General Motors said Tuesday it will recall another 2.42 million vehicles in the U.S., lifting the number of cars it has recalled so far in 2014 for more than 15 million.
The automaker also said it is doubling the charge it expects to take in the second quarter to about $400 million, mostly for recall-related repairs.
According to the company's press release, the four recalls announced Tuesday include:
- 1,339,355 Buick Enclave, Chevrolet Traverse, GMC Acadia full-size crossovers from the 2009-2014 model years and Saturn Outlooks from 2009-2010 because front safety lap belt cables can fatigue and separate over time. In a crash, a separated cable could increase the risk of injury to front seat passengers.
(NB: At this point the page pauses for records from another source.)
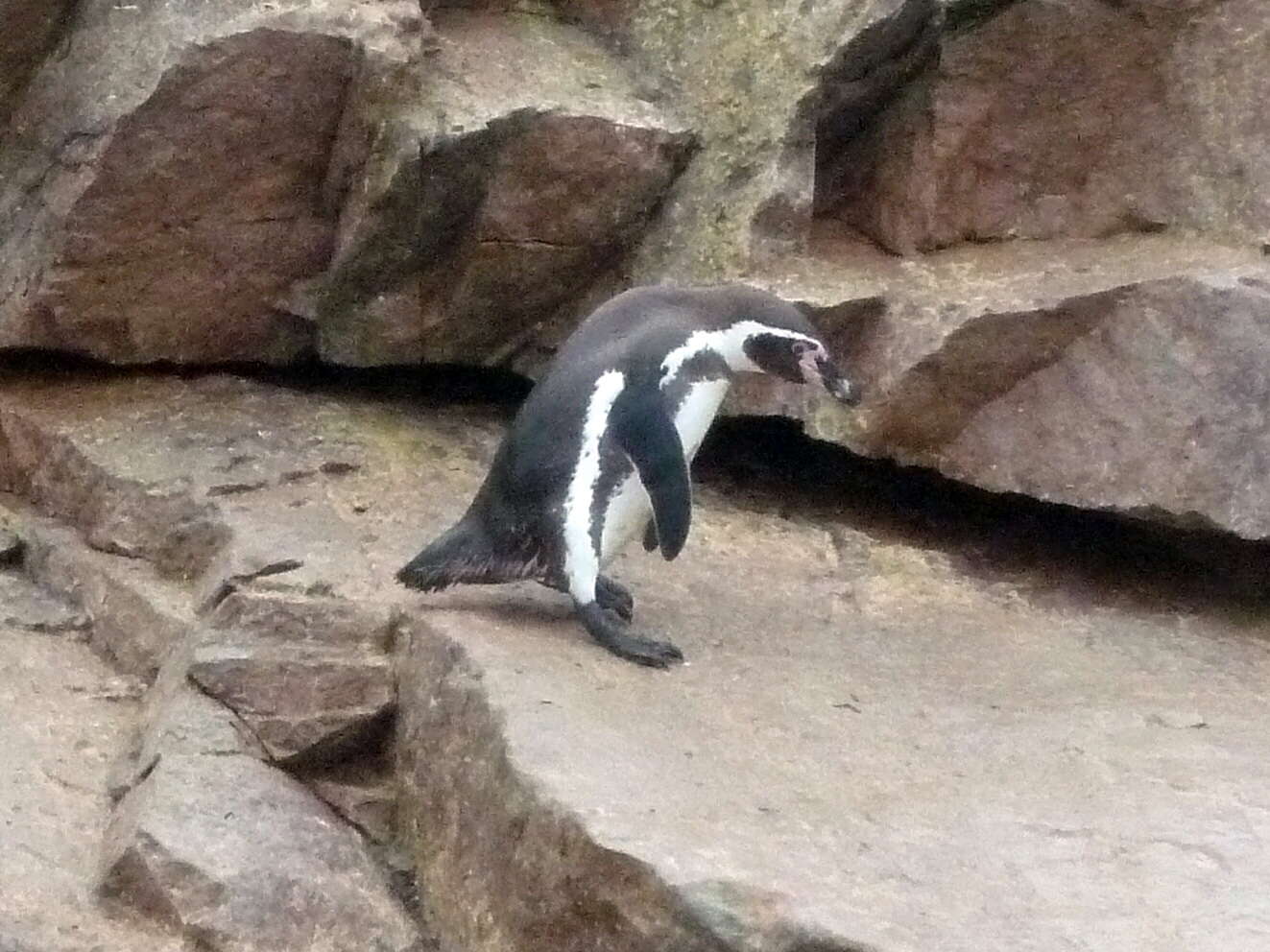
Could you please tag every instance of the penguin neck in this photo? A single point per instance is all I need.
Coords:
(726, 343)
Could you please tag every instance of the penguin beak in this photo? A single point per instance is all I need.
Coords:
(838, 386)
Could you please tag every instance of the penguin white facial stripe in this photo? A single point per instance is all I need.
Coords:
(581, 559)
(728, 343)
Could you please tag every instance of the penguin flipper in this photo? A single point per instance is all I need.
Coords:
(645, 432)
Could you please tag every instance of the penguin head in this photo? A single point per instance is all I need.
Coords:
(779, 341)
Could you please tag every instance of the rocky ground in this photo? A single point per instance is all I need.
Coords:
(268, 274)
(912, 717)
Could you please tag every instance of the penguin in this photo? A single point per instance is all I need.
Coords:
(600, 449)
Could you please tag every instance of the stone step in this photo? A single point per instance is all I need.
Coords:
(876, 742)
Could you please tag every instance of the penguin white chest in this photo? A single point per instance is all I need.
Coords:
(630, 508)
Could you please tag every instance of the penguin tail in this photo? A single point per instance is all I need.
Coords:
(461, 554)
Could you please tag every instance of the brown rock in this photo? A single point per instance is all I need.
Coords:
(1114, 374)
(30, 30)
(767, 94)
(300, 702)
(137, 621)
(23, 605)
(1161, 123)
(309, 676)
(502, 192)
(183, 181)
(364, 795)
(243, 858)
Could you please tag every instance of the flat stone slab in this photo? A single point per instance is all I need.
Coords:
(884, 738)
(67, 717)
- 1,075,102 of the previous generation 4-speed automatic transmission Chevrolet Malibu and from the 2004-2008 model years and Pontiac G6 from the 2005-2008 model years because of a shift cable that could wear out over time, resulting in mismatches of the gear position indicated by the shift lever.
- 1,402 Cadillac Escalades and Escalade ESVs from the 2015 model year because an insufficiently heated plastic weld that attaches the passenger side air bag to the instrument panel assembly could result in a partial deployment of the air bag in the event of a crash.
- 58 Chevrolet Silverado HD and GMC Sierra HD full-size pickups from the 2015 model year because retention clips attaching the generator fuse block to the vehicle body can become loose and lead to a potential fire.
GM said there have been no fatalities associated with the recalls.
The company's shares hit session lows following the news Tuesday.
GM has been dealing with a public relations crisis brought on by its handling of the faulty switches, which led last week to a record fine of $35 million by U.S. safety regulators.
The company faces investigations by the U.S Department of Justice, Congress, the SEC and several states on why it took so long to recall cars linked to the issue, which was first noticed in 2001. GM recalled the cars earlier this year.
--Reuters contributed to this story.